The town’s merchants group organized the experience in lieu of its traditional “Santa Comes to Town”.
Orange Merchants Group members in the town of Orange, Massachusetts are using a holiday QR code tour to keep residents safe but festive at the same time. The goal was to keep up the Yuletide cheer while keeping up COVID-19 spread-prevention safety protocols by altering the traditional annual “Santa Comes to Orange” event.
Residents are invited to wear their masks and drive a 12-stop barcoded route throughout the town.
Along the QR code tour, mask wearing participants can use their smartphone camera apps to scan the barcodes at each stop. This will automatically direct them to YouTube links of Santa Claus as he reads parts of the classic “the Night Before Christmas” story.
The event started on the weekend, but residents are welcome to take the digital adventure through town anytime until Christmas Eve. The first stop on the journey is at 525 Athol Road in front of Blue Rock Dog Training. From there, the route is clearly laid out until it ends at 627 East River Street at the White Cloud Diner. There, kids will find a special mailbox where they can mail their letters to Santa.
The QR code tour is meant to safely get people out to experience the holidays in their town.
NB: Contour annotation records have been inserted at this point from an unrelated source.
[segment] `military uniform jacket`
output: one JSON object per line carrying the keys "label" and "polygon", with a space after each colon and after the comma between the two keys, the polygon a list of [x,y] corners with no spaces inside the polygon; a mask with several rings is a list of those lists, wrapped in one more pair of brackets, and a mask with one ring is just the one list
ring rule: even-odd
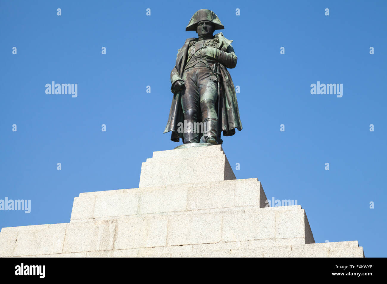
{"label": "military uniform jacket", "polygon": [[[172,86],[178,80],[182,80],[185,68],[190,58],[188,49],[198,40],[197,37],[187,39],[184,45],[178,51],[176,65],[171,72]],[[222,77],[220,81],[222,107],[221,115],[220,116],[221,130],[224,136],[231,136],[235,134],[235,128],[240,131],[242,130],[235,89],[227,69],[235,66],[237,57],[231,46],[233,41],[224,37],[222,33],[216,34],[214,41],[214,43],[211,43],[214,44],[209,44],[205,48],[205,55],[209,58],[214,59],[220,63]],[[172,87],[171,88],[171,91]],[[173,94],[168,122],[164,132],[172,131],[171,140],[176,142],[179,142],[180,138],[183,138],[183,133],[179,133],[177,131],[179,122],[183,124],[184,121],[180,97],[180,92]],[[218,117],[219,117],[219,115]]]}

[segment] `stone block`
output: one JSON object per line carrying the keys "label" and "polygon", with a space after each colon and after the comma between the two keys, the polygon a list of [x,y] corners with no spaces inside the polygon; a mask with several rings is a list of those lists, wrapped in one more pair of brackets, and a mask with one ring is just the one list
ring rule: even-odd
{"label": "stone block", "polygon": [[70,223],[66,229],[63,252],[112,250],[116,222],[106,220]]}
{"label": "stone block", "polygon": [[[154,152],[154,158],[142,163],[139,187],[235,179],[221,149],[220,145],[214,145],[168,150],[165,153]],[[172,154],[169,151],[171,151],[175,154]],[[202,152],[206,155],[196,155]],[[195,158],[192,158],[193,157]],[[209,165],[211,166],[209,167]]]}
{"label": "stone block", "polygon": [[114,249],[165,245],[168,219],[163,216],[133,216],[117,220]]}
{"label": "stone block", "polygon": [[15,227],[19,229],[13,255],[62,253],[67,224],[64,223]]}
{"label": "stone block", "polygon": [[170,216],[168,219],[167,245],[217,243],[221,240],[221,214]]}

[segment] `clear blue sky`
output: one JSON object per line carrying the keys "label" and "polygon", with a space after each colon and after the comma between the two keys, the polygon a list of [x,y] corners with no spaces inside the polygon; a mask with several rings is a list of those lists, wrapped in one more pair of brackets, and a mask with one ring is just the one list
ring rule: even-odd
{"label": "clear blue sky", "polygon": [[[163,133],[170,74],[205,8],[238,58],[243,129],[223,138],[237,178],[297,199],[316,242],[387,256],[385,1],[2,0],[0,199],[31,211],[0,211],[0,227],[68,222],[80,193],[137,188],[141,163],[181,144]],[[53,81],[78,84],[77,97],[46,94]],[[342,97],[311,94],[317,81],[343,84]]]}

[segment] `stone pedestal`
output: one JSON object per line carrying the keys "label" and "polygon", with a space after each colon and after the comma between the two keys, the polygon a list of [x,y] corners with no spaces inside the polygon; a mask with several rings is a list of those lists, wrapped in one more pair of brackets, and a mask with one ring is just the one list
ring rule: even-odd
{"label": "stone pedestal", "polygon": [[356,241],[315,243],[300,206],[266,199],[220,145],[154,152],[139,188],[81,193],[69,223],[3,228],[0,257],[364,257]]}

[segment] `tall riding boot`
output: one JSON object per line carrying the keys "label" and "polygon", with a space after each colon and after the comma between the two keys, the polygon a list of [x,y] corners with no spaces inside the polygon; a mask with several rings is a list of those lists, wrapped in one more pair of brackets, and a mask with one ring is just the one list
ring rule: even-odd
{"label": "tall riding boot", "polygon": [[203,121],[203,124],[205,131],[203,136],[205,143],[216,145],[217,144],[217,119],[209,118]]}

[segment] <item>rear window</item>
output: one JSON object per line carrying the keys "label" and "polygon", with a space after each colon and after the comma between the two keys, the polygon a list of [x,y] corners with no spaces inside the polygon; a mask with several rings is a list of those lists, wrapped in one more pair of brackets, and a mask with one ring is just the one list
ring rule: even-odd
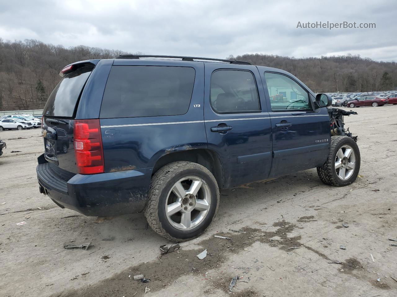
{"label": "rear window", "polygon": [[80,68],[64,77],[48,97],[43,114],[73,117],[76,104],[93,69]]}
{"label": "rear window", "polygon": [[189,67],[114,66],[105,89],[100,118],[185,114],[195,74]]}

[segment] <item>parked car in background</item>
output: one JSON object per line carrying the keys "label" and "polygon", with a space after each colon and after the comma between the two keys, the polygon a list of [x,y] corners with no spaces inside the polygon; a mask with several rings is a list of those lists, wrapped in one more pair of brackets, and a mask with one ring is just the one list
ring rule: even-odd
{"label": "parked car in background", "polygon": [[[38,127],[37,126],[36,126],[36,123],[37,122],[33,122],[33,121],[32,121],[30,119],[27,118],[25,118],[25,117],[23,117],[23,116],[19,116],[19,117],[18,117],[17,118],[12,118],[12,119],[17,118],[17,119],[19,119],[19,120],[21,120],[22,121],[23,121],[23,122],[21,122],[25,123],[29,125],[29,128],[37,128],[37,127]],[[39,127],[40,127],[40,125],[39,125]]]}
{"label": "parked car in background", "polygon": [[337,100],[335,106],[346,106],[347,102],[351,100],[351,98],[343,98],[340,100]]}
{"label": "parked car in background", "polygon": [[[341,106],[341,101],[346,101],[348,99],[347,97],[335,97],[332,98],[332,105],[334,106]],[[335,100],[335,104],[333,103],[333,100]]]}
{"label": "parked car in background", "polygon": [[29,125],[22,122],[23,122],[18,118],[6,118],[0,120],[0,131],[4,130],[23,130],[29,128]]}
{"label": "parked car in background", "polygon": [[3,154],[3,149],[7,148],[7,145],[6,143],[0,139],[0,156]]}
{"label": "parked car in background", "polygon": [[23,117],[27,119],[28,120],[33,122],[34,128],[37,128],[38,127],[41,127],[41,119],[39,119],[37,118],[35,118],[34,116],[22,116]]}
{"label": "parked car in background", "polygon": [[389,100],[388,104],[397,104],[397,93],[391,94],[386,96],[386,98]]}
{"label": "parked car in background", "polygon": [[389,99],[377,96],[364,96],[347,103],[349,107],[359,107],[360,106],[382,106],[389,103]]}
“It’s meant to get people … out of their houses, but it also gets them around town to see where the businesses are out there,” explained Orange Merchants Group member Nicole Wetherby, the freelance graphic designer who edited Santa’s videos.
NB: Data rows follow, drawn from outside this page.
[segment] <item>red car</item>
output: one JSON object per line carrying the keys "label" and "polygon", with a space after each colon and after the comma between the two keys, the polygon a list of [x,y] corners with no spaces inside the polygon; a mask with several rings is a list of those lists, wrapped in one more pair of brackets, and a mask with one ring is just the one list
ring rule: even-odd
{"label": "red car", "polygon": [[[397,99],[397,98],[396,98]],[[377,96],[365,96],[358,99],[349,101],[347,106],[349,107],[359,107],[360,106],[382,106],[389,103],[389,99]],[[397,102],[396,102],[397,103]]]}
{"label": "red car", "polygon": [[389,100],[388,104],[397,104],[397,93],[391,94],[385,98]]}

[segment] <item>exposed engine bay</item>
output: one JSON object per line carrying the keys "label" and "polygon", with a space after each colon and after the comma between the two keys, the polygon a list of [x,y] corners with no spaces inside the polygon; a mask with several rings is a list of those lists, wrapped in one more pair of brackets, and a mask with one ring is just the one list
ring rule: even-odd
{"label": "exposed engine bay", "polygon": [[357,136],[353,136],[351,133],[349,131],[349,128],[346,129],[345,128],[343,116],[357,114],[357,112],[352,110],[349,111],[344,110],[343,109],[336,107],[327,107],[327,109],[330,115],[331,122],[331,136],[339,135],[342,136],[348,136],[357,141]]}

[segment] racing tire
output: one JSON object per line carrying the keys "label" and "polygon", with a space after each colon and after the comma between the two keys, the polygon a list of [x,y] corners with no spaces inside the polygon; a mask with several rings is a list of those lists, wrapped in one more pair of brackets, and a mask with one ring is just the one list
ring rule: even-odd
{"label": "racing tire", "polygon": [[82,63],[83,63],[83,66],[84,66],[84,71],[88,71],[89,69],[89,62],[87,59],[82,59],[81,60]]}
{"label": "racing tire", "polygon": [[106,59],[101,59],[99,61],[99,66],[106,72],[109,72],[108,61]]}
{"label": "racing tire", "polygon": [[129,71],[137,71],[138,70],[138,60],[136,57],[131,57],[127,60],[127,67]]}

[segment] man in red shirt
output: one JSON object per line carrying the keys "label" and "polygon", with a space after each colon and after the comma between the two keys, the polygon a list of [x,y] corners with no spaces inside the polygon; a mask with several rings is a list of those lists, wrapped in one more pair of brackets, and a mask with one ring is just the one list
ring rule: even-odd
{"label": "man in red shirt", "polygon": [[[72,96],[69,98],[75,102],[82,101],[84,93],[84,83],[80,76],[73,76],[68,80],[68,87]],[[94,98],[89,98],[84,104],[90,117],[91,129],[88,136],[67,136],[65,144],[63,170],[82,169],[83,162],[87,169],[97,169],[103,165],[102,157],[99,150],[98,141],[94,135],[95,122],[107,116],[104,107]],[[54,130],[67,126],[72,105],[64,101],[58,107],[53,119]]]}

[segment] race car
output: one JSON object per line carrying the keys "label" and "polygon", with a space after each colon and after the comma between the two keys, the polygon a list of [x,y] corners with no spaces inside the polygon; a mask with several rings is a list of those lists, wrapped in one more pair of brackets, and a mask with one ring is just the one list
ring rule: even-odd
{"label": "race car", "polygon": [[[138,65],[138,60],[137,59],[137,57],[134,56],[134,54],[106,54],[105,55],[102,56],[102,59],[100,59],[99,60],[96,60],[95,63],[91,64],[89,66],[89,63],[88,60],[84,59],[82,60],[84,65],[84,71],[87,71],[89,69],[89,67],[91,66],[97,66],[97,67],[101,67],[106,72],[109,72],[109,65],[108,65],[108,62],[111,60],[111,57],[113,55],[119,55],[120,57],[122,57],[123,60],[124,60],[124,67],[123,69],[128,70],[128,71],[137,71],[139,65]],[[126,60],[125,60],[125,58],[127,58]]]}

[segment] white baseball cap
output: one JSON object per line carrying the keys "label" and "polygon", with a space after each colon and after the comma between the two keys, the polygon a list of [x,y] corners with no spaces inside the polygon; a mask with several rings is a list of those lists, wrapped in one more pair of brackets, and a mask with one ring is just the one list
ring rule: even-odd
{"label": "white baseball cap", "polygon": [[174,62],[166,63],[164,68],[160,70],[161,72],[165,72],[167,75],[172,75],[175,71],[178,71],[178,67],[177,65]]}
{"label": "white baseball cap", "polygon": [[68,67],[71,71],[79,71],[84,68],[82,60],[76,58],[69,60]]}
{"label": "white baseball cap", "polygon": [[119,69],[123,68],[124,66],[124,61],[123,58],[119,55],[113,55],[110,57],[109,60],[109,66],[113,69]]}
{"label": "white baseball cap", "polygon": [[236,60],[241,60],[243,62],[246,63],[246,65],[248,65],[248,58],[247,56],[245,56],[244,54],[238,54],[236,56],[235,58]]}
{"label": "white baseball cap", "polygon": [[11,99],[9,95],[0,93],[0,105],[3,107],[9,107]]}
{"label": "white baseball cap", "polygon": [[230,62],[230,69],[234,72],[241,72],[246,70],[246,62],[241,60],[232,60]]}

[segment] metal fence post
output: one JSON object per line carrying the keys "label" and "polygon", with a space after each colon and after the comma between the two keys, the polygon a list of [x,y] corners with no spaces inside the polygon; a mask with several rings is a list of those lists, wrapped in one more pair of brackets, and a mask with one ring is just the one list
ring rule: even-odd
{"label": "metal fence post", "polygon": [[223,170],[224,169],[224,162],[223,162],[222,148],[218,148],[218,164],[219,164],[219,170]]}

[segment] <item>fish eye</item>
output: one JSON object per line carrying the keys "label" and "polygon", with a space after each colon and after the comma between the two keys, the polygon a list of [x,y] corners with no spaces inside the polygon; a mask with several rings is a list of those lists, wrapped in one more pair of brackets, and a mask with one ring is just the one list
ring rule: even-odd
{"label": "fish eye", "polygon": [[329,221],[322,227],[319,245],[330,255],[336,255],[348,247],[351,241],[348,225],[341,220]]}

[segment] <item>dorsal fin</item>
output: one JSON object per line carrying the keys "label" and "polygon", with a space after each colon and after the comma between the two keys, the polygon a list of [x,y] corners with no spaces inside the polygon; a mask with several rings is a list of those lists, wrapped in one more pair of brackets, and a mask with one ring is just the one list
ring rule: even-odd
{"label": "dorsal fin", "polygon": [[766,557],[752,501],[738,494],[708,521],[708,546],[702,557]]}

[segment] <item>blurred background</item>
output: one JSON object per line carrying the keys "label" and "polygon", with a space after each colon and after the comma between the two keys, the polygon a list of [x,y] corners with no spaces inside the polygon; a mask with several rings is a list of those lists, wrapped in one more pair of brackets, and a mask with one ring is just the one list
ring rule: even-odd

Kids who want to see Santa Claus with their own eyes will be able to view him across from the diner at the Orange Municipal Airport at a socially distanced drive-thru experience.
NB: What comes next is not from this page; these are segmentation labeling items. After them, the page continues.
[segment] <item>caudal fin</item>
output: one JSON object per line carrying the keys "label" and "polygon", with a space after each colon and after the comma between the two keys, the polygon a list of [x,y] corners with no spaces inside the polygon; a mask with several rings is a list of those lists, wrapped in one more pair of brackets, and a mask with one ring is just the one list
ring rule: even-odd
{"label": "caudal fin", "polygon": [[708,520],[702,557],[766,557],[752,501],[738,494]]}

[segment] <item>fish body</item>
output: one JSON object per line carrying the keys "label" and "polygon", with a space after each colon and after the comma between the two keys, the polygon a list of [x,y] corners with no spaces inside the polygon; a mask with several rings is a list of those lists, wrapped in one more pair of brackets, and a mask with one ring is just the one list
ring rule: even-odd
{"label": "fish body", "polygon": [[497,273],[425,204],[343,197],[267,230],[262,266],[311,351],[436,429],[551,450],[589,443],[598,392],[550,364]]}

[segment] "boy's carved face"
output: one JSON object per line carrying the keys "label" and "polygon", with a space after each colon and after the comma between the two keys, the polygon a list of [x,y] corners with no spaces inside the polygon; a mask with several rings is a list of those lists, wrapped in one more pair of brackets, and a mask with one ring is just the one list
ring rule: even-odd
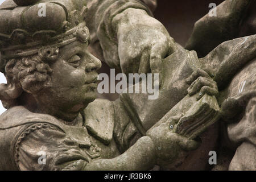
{"label": "boy's carved face", "polygon": [[76,41],[60,48],[59,58],[51,66],[51,86],[35,96],[38,102],[51,108],[48,114],[60,118],[66,115],[63,119],[70,120],[69,116],[77,115],[96,98],[96,71],[101,63],[87,51],[88,46]]}

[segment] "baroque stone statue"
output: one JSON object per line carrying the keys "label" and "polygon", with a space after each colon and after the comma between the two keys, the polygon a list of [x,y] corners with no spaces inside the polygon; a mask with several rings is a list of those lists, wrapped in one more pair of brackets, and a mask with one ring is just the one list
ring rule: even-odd
{"label": "baroque stone statue", "polygon": [[[225,1],[218,16],[195,24],[185,48],[152,17],[156,6],[0,6],[0,70],[7,81],[0,85],[7,109],[0,116],[0,169],[256,169],[256,3]],[[159,73],[158,98],[97,99],[98,59],[126,75]],[[214,167],[212,150],[219,154]]]}

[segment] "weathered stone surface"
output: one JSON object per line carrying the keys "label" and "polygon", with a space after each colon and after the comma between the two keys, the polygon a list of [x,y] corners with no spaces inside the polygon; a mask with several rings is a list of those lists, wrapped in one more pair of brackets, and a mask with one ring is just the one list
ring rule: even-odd
{"label": "weathered stone surface", "polygon": [[[156,1],[7,0],[0,169],[206,170],[215,150],[213,169],[255,170],[256,36],[234,30],[254,27],[255,3],[235,1],[196,24],[187,47],[196,52],[151,16]],[[101,63],[88,50],[126,75],[159,73],[159,97],[96,99]]]}

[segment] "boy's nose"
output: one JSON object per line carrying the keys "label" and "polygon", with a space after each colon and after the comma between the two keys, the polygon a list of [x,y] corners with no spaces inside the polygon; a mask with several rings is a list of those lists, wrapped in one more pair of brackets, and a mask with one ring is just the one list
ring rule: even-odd
{"label": "boy's nose", "polygon": [[91,61],[86,64],[85,71],[86,72],[90,72],[100,69],[101,67],[101,61],[91,53],[89,54],[89,56],[90,57]]}

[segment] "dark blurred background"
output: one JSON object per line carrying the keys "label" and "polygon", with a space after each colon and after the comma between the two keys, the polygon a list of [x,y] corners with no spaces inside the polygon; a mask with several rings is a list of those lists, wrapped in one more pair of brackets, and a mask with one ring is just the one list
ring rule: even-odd
{"label": "dark blurred background", "polygon": [[[224,0],[158,0],[158,7],[154,14],[168,30],[174,40],[184,47],[188,40],[195,23],[209,13],[210,3],[217,6]],[[99,73],[110,75],[110,68],[105,64]],[[99,98],[115,100],[117,94],[98,94]]]}
{"label": "dark blurred background", "polygon": [[195,23],[209,13],[209,5],[224,0],[158,0],[155,18],[161,22],[174,40],[183,46],[191,34]]}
This digital and distanced experience is meant to replace the Orange Merchants Group’s traditional “Santa Comes to Orange” event, also known as “Santa in the Park.” That event is typically held at Memorial Park around Thanksgiving and has done so since the 1940s. It provided kids the chance to see Santa. Last year, he arrived at the event in a firetruck. That said, as we are still in the midst of a pandemic, the QR code tour was chosen as a much safer experience that would still bring people out into their town.